E-SMOTE: Entropy Based Minority Oversampling for Heart Failure and AIDS Clinical Trails Analysis
Authors: Anbu Valluvan, Sainath Veerla
Published in: 2024 IEEE 48th Annual Computers, Software, and Applications Conference (COMPSAC)
Date of Conference: 02-04 July 2024
Date Added to IEEE Xplore: 26 August 2024
DOI: 10.1109/COMPSAC61105.2024.00291
Publisher: IEEE
Conference Location: Osaka, Japan
Abstract
Machine Learning (ML) algorithms often exhibit reduced performance in the presence of class imbalance, leading to biased results favoring the majority class in a dataset. This imbalance can be addressed through various sampling techniques, including oversampling of the minority class, undersampling of the majority class, or a combination of both. However, these techniques utilize the entire set of samples of datasets.
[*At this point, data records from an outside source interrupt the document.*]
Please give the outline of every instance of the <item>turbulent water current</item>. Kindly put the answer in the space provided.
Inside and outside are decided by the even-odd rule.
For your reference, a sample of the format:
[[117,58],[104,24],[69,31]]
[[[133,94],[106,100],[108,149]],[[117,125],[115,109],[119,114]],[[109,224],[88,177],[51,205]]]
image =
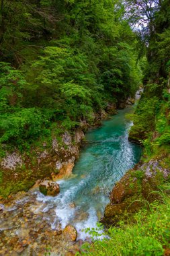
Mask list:
[[60,193],[54,197],[46,197],[38,189],[30,190],[4,210],[6,218],[1,220],[0,230],[9,228],[19,234],[21,228],[19,224],[16,227],[16,220],[27,203],[29,210],[38,216],[35,222],[44,220],[54,230],[58,224],[62,228],[71,224],[78,231],[78,238],[85,238],[87,234],[82,229],[95,226],[109,203],[109,193],[114,183],[140,159],[140,146],[128,140],[132,122],[126,115],[132,110],[132,106],[119,110],[103,121],[101,127],[89,131],[72,176],[57,181]]

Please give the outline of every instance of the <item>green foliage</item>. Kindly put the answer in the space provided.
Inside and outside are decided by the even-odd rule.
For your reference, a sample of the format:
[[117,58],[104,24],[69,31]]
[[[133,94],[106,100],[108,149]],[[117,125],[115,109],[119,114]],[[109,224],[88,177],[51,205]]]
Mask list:
[[120,1],[4,0],[1,11],[1,152],[134,94],[142,73]]
[[[82,255],[163,255],[165,248],[169,248],[170,221],[169,197],[161,194],[164,201],[160,205],[155,201],[150,205],[150,211],[142,209],[134,216],[134,223],[125,224],[121,222],[118,226],[111,227],[105,233],[106,238],[96,240],[97,228],[91,231],[93,244],[85,243]],[[109,239],[108,236],[109,236]]]

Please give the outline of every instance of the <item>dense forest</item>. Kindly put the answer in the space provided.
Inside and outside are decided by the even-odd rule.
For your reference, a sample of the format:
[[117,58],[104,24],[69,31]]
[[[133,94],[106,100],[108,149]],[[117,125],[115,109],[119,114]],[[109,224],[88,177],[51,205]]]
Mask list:
[[5,0],[1,8],[1,154],[134,95],[141,70],[121,1]]
[[[129,140],[142,146],[140,163],[150,167],[149,161],[157,161],[166,179],[159,174],[153,185],[149,177],[146,197],[141,166],[130,172],[130,193],[136,196],[127,197],[129,205],[142,202],[137,214],[128,216],[126,207],[107,230],[110,240],[94,239],[77,253],[169,255],[169,0],[0,3],[1,160],[15,150],[33,159],[34,147],[51,143],[54,136],[60,141],[66,131],[74,135],[83,121],[94,126],[96,113],[101,116],[110,105],[122,108],[143,88],[128,117],[134,122]],[[3,197],[28,189],[37,179],[23,185],[21,176],[8,187],[5,172],[0,170]],[[150,198],[154,193],[157,197]],[[98,232],[91,231],[92,236]]]

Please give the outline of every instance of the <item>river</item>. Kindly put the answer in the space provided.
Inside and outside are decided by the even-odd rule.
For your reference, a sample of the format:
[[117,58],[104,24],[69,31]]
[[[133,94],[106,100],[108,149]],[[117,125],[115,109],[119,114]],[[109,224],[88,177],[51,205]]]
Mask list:
[[[109,193],[114,185],[140,160],[140,146],[128,140],[132,123],[126,115],[132,110],[132,106],[120,110],[118,115],[103,121],[101,127],[87,133],[86,145],[81,150],[73,174],[57,181],[60,187],[58,195],[46,197],[36,189],[16,199],[12,205],[6,206],[6,214],[0,218],[2,237],[5,239],[12,234],[20,239],[24,238],[23,228],[26,230],[27,226],[28,230],[31,226],[32,219],[29,212],[32,212],[33,230],[42,220],[48,225],[48,228],[54,230],[59,224],[62,228],[71,224],[78,231],[78,238],[85,239],[87,234],[82,229],[95,227],[109,203]],[[21,212],[28,212],[28,216]],[[28,223],[24,218],[28,220]],[[42,230],[43,228],[45,230],[45,226]]]

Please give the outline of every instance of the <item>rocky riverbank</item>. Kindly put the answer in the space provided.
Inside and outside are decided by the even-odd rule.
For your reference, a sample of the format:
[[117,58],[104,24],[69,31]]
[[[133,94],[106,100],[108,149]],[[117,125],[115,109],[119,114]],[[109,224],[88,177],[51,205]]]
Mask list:
[[110,203],[105,207],[101,222],[106,226],[129,220],[141,207],[159,199],[161,186],[170,177],[170,155],[161,155],[141,162],[128,170],[110,193]]
[[[114,110],[116,111],[115,108],[110,105],[107,111],[113,114]],[[103,117],[107,117],[104,112],[102,115]],[[95,125],[99,125],[101,119],[101,115],[97,117]],[[52,181],[72,175],[73,166],[72,167],[71,164],[74,164],[73,160],[76,160],[78,158],[79,148],[83,142],[84,132],[89,128],[88,124],[85,121],[82,123],[83,125],[82,124],[81,127],[78,127],[74,134],[69,134],[68,132],[63,133],[61,137],[62,144],[60,141],[58,141],[56,138],[54,138],[52,150],[48,151],[47,145],[43,141],[42,156],[44,156],[39,160],[38,167],[40,168],[40,166],[47,166],[49,164],[48,166],[51,166],[51,168],[48,170],[46,169],[46,172],[42,174],[41,179],[38,177],[39,180],[28,192],[11,193],[8,198],[1,200],[0,203],[1,203],[0,222],[1,237],[2,238],[0,243],[1,255],[42,255],[50,251],[58,255],[75,255],[75,251],[81,247],[83,241],[77,237],[77,234],[74,226],[69,224],[69,222],[67,222],[67,225],[62,227],[59,222],[58,225],[56,212],[57,205],[54,206],[52,203],[50,205],[50,203],[46,200],[37,200],[38,193],[40,193],[38,192],[37,186],[39,186],[40,183],[48,185],[49,183],[52,185],[54,184]],[[45,151],[49,152],[48,154],[44,154]],[[71,154],[71,152],[73,154]],[[60,156],[61,158],[59,158]],[[60,159],[62,161],[58,162]],[[70,161],[70,159],[73,159],[73,162]],[[24,160],[22,159],[22,161]],[[19,162],[22,161],[16,162],[18,165],[16,165],[15,170],[11,169],[10,171],[17,173]],[[63,163],[65,164],[64,167],[69,166],[69,168],[63,168]],[[54,171],[56,167],[58,170]],[[36,169],[33,169],[36,173]],[[22,170],[24,172],[24,170]],[[38,170],[37,171],[38,173]],[[44,176],[43,177],[42,174]],[[38,176],[35,175],[35,179],[36,177]],[[31,177],[32,175],[29,179]],[[62,189],[62,185],[60,187]],[[56,193],[58,193],[60,188],[56,186],[55,189]],[[76,208],[75,223],[85,221],[88,218],[88,212],[79,210],[79,207],[77,207],[74,202],[68,204],[68,207],[73,210]]]

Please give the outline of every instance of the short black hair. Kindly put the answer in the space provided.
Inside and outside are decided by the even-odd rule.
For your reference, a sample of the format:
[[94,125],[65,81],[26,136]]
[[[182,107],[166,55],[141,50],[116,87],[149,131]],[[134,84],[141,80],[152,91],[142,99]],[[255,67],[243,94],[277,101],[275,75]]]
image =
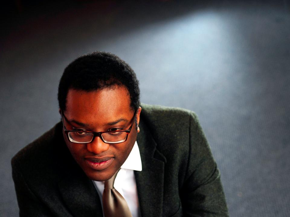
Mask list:
[[65,111],[70,89],[89,92],[116,85],[127,88],[131,108],[136,111],[140,104],[139,82],[130,66],[110,53],[95,52],[82,56],[66,67],[60,78],[58,94],[60,108]]

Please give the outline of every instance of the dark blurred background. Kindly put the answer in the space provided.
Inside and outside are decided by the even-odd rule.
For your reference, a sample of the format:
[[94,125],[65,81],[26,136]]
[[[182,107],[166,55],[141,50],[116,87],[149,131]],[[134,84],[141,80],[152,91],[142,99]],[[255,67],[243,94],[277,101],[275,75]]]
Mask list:
[[64,69],[101,50],[131,65],[143,102],[197,114],[231,216],[290,216],[289,7],[286,0],[3,3],[0,215],[18,215],[11,158],[60,120]]

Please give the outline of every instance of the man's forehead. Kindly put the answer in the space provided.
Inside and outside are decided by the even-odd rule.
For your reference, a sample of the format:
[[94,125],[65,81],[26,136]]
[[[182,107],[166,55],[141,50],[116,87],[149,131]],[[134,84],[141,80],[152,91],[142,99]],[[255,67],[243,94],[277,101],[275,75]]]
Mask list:
[[70,89],[66,99],[65,112],[68,118],[111,117],[113,121],[116,117],[130,115],[132,112],[130,95],[123,86],[89,91]]

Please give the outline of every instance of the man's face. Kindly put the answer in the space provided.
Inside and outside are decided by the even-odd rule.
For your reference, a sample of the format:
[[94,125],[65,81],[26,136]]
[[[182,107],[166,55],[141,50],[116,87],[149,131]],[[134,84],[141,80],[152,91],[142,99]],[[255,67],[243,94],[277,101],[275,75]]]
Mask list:
[[[67,130],[98,132],[127,130],[134,114],[127,89],[116,86],[86,92],[69,90],[64,124]],[[136,115],[139,123],[141,108]],[[104,181],[119,169],[130,153],[137,137],[135,123],[124,142],[108,144],[96,137],[89,143],[71,142],[63,133],[73,157],[91,179]]]

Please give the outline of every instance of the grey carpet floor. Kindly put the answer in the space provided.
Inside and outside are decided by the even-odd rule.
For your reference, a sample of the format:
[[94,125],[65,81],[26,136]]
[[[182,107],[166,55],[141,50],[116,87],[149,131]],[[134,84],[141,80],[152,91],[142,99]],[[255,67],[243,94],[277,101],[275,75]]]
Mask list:
[[0,215],[18,213],[11,158],[60,119],[64,68],[104,50],[134,69],[142,102],[197,114],[231,216],[290,216],[289,1],[65,2],[2,19]]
In this paper, we introduce E-SMOTE, an Entropy-based Synthetic Minority Oversampling Technique (SMOTE), which extends the traditional SMOTE method. E-SMOTE is a novel oversampling technique designed to utilize a subset of the dataset from the minority class for the oversampling process. We employ entropy as a guiding metric to identify influential minority class instances located near decision boundaries. By generating additional instances near these boundaries within a binary classification system, E-SMOTE strengthens the decision boundary during the ML classifier training process. We conducted experiments on two datasets, Heart Failure Records and AIDS Clinical Trail Records, to demonstrate the effectiveness of E-SMOTE compared to traditional SMOTE. Our experimental results illustrate that E-SMOTE outperforms baseline classifier for both Heart Failure and AIDS clinical trial datasets. Additionally, it provides reasonable and comparable performance using a subset of the datasets compared to SMOTE oversampling technique using the entire dataset.